The charges also represent, at least, a fourth interation of U.S. claims about what Padilla did wrong. Initially, the military claimed that he planned to explode a dirty bomb in this country, then they claimed that he planned to burn a U.S. apartment building. Then, the government claimed that he wanted to return to the battlefied. Now, he is charged with conspiracy to carry out terrorism attacks overseas.

"The indictment alleges that Padilla traveled overseas to train as a terrorist with the intention of fighting a violent jihad," Attorney General Alberto Gonzales said at a news conference. . . .

Padilla faces life in prison if convicted on the three charges - one count each of conspiracy to murder, maim and kidnap people overseas, providing material support to terrorists and conspiracy. . . .

The charges against him and four others allege they were part of a North American support cell that sent money, assets and recruits overseas "for the purpose of fighting violent jihad." The others indicted are: Adham Amin Hassoun a Lebanese-born Palestinian who lived in Broward County, Fla.;, Mohammed Hesham Youssef, an Egyptian who lived in Broward County; Kifah Wael Jayyousi, a Jordanian national and U.S. citizen who lived in San Diego; and Kassem Daher, a Lebanese citizen with Canadian residency status.
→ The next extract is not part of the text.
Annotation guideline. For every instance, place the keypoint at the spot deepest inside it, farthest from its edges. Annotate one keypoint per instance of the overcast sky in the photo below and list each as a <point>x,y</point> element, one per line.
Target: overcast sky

Hassoun also was indicted on eight additional charges, including perjury, obstruction of justice and illegal firearm possession.

Hassoun, a Palestinian computer programmer who moved to Florida in 1989, was arrested in June 2002 for allegedly overstaying his student visa. Prosecutors previously described him as a former associate of Padilla.

Of course, the governments conduct thusfar in the case raises a whole host of procedural questions. For example: Is Padilla entitled to credit for time served? Should speedy trial calculations be made from the date he was arrested in Chicago? Is the case in any way "fruit of the poisonous tree" by involving evidence gathered as a result of interrogation of Padilla while in custody without the presence of an attorney? Is the habeas corpus petition really moot, or should it be considered as a recurring issue relevant to future proceedings and likely to escape review (much like abortion cases) if the administration pursues its current litigaiton tactics? Can or should Padilla file a civil rights suits for his treatment thusfar? What is the timeline and is a statute of limitations implicated? What kind of bail is appropriate to set in the case?

From the government's point of view, even if their case falls apart, obtaining a United States Court of Appeals ruling in their favor, and preventing it from being overruled, if they succeed in that goal, may be victory of enough.

Talk Left has links to the original documents in the case.


Dex said...

"...even if their case falls apart, obtaining a United States Court of Appeals ruling in their favor, and preventing it from being overruled, if they succeed in that goal, may be victory of enough."

-- do you think that's the only reason they went ahead with the case? or maybe some more traction for cheney's pr offensive, or what?

Andrew Oh-Willeke said...

I think that preserving the precedent which they felt that they were likely to lose upon appeal to the U.S. Supreme Court was the primary motivation.

The administration is under pressure to show that it is really going after terrorists as well, of course.